A Hong Kong-based investment firm specializing in whisky is seeking to raise up to US$50 million for its second private equity-style fund, positioning whisky as a potential hedge against market volatility despite a recent downturn in prices across the sector.
Rickesh Kishnani, co-founder and chairman of Rare Whisky Holdings, emphasized the appeal of whisky as an alternative asset for affluent investors increasingly looking beyond traditional safe havens like gold. “Whisky is a physical asset that is consumable, so supply naturally declines over time, and it gains value as it ages,” he said. Kishnani suggested the spirit offers diversification benefits, particularly amid uncertain economic conditions.
The new fund was launched on April 20, 2026, amid a notable decline in collectible whisky prices, which have dropped by nearly 40% in the past two years. This decline follows nearly two decades of growth driven by rising demand, especially from Asia. However, expanded production by distilleries to meet demand led to a surplus that has contributed to the current market correction. Major producers such as Diageo have responded by cutting output, while the Scotch Whisky Association reported a decrease in both export value and volume in 2025, citing weaker demand, tariffs, and rising costs as contributing factors.

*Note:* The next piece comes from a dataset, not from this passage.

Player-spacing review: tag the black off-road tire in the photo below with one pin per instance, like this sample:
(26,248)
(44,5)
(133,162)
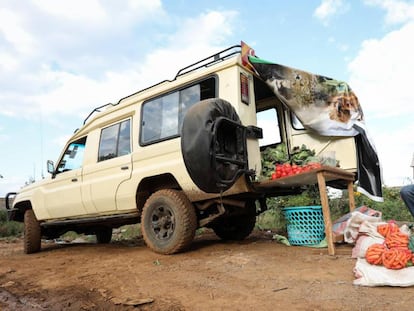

Kishnani described the current market environment as an “oversupply situation,” creating lower prices and thus a potential entry point for investors. Unlike traditional securities, whisky investments typically involve physical assets — either bottled whisky or casks containing spirit still aging in barrels. The firm highlights that whisky’s value is closely linked to its aging process, with older products generally commanding higher prices.
Rare Whisky Holdings’ first fund, launched in 2014, mainly focused on trading bottles and capitalized on increasing Asian demand. That fund raised US$26 million and delivered an annualized return of around 13% over seven years. For the new fund, the company is targeting higher returns with a planned five-year exit horizon, expressing optimism that prices will stabilize or bottom out within the next 12 to 18 months.
Unlike bottled whisky, casks continue to mature and can be actively managed through techniques such as re-racking, which involves transferring whisky between barrels to enhance flavor and quality. Kishnani noted that as casks age—moving from 12 to 15 or 18 years—they often appreciate significantly in value, marking key milestones in the maturation process.
Despite growing interest from investors, whisky as an asset class remains relatively opaque, with pricing often fragmented and transactions conducted in private deals. To address this, Rare Whisky Holdings is employing artificial intelligence to analyze transaction data and market trends, aiming to identify pricing inefficiencies and sourcing opportunities in the secondary market.